Chomsky’s general points, and Pacino-Bergman’s specific one are, perhaps,  both at play when we consider the effect money has on shaping the news, and yet the trick is knowing when corporate dollars directly pull the strings, and when self-regulating behavior and status quo attitudes pervade newsroom thinking ultimately determining what we see, read, and hear.

Think about this: most of Canada’s wealth comes from resource extraction. Canada’s homegrown corporate elites come from businesses that take minerals out of the ground, make paper from the trees and so on. They also grow and look for opportunities elsewhere.  These companies sponsor our events and cultural institutions, place full page ads in Canadian magazines and bring us our business news segments on TV.

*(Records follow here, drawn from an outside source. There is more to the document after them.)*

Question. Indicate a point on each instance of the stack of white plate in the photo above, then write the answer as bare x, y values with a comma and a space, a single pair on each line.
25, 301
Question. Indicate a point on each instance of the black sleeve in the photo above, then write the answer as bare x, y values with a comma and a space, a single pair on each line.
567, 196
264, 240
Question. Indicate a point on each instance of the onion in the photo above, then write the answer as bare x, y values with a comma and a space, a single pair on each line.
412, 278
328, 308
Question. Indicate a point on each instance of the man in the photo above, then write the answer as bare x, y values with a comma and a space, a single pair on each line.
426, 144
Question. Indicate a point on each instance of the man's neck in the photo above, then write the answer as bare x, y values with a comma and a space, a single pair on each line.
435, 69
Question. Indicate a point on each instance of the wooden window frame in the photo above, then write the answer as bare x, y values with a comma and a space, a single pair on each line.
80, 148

So, it was not your average company press release when Vancouver-based Radius Gold released a statement distancing themselves from the shooting of Guatemalan anti-gold mine crusader Yolanda Soquel Velez in June. The statement went over Marketwire, which is widely seen by editors and market watchers for all of the major news organizations, but the only article in the Canadian media that I’ve seen about the targeted shooting was in the Vancouver weekly, the Georgia Straight. And yet the bitter and at times deadly struggles to stop Canadian-owned mining and logging projects from going forward in remote and indigenous populated areas in places such as southern Guatemala and Peru hasn’t really penetrated our national media. Why is that?

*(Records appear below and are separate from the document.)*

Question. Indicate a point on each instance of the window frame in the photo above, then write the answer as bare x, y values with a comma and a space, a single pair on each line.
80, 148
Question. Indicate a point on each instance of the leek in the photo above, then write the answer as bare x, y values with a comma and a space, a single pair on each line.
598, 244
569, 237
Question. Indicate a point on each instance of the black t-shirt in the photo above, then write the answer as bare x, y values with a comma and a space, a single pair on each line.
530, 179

The company’s release calls online articles linking them to the shooting “inflammatory” and “ridiculous” – so is it too much for national news organization to ask Radius what they know about a situation that is directly connected to their business interests and is clearly escalating into violence? Canadian mining companies are heavily invested in foreign projects. It’s a global industry dominated by Canadian companies, worth billions each year. And yet the only dedicated coverage of the mining industry in Canada comes by way of trade publications.

I’d like to see more stories on the role the private medical industry (clinics, pharmaceuticals, medical supply) is having – if any – in driving health policy in Canada? An obvious place to look is to what extent the industry may be lobbying government? PostMedia reported last year that healthcare wasn’t one of the main issues lobbied for in Ottawa – but what about the provinces?  How has private medical delivery grown in Canada? And over what timespan?  The Canadian Medical Association suggests the growth of private medical services has mushroomed in recent years, but this growth isn’t being tracked by anyone in Canada. Now a provincial government audit of two private clinics in British Columbia found evidence of double billing – charging patients fees covered under Medicare – at the clinics and now there are fresh calls to audit all of the private clinics in B.C..

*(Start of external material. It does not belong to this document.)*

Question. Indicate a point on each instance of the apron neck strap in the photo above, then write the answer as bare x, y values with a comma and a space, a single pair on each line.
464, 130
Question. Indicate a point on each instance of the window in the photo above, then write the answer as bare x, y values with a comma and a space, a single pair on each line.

We tend to think that because healthcare in the U.S. is a market-driven industry, worth billions, that any pressure to open up health care delivery to private interests in Canada must be coming from south of the border; but there is a homegrown industry that spans the spectrum of for-profit health services.  Maybe we should start with what exactly defines private health delivery in Canada anyway? Does contracted out laundry services in the hospitals count? A surgical clinic? What about a members-only health centre geared toward executives?

This seems to me to be particularly relevant as we get closer to the negotiation of a new health accord between the feds and the provinces, and the private industry is once again challenging the constitutionality of the Act before the courts.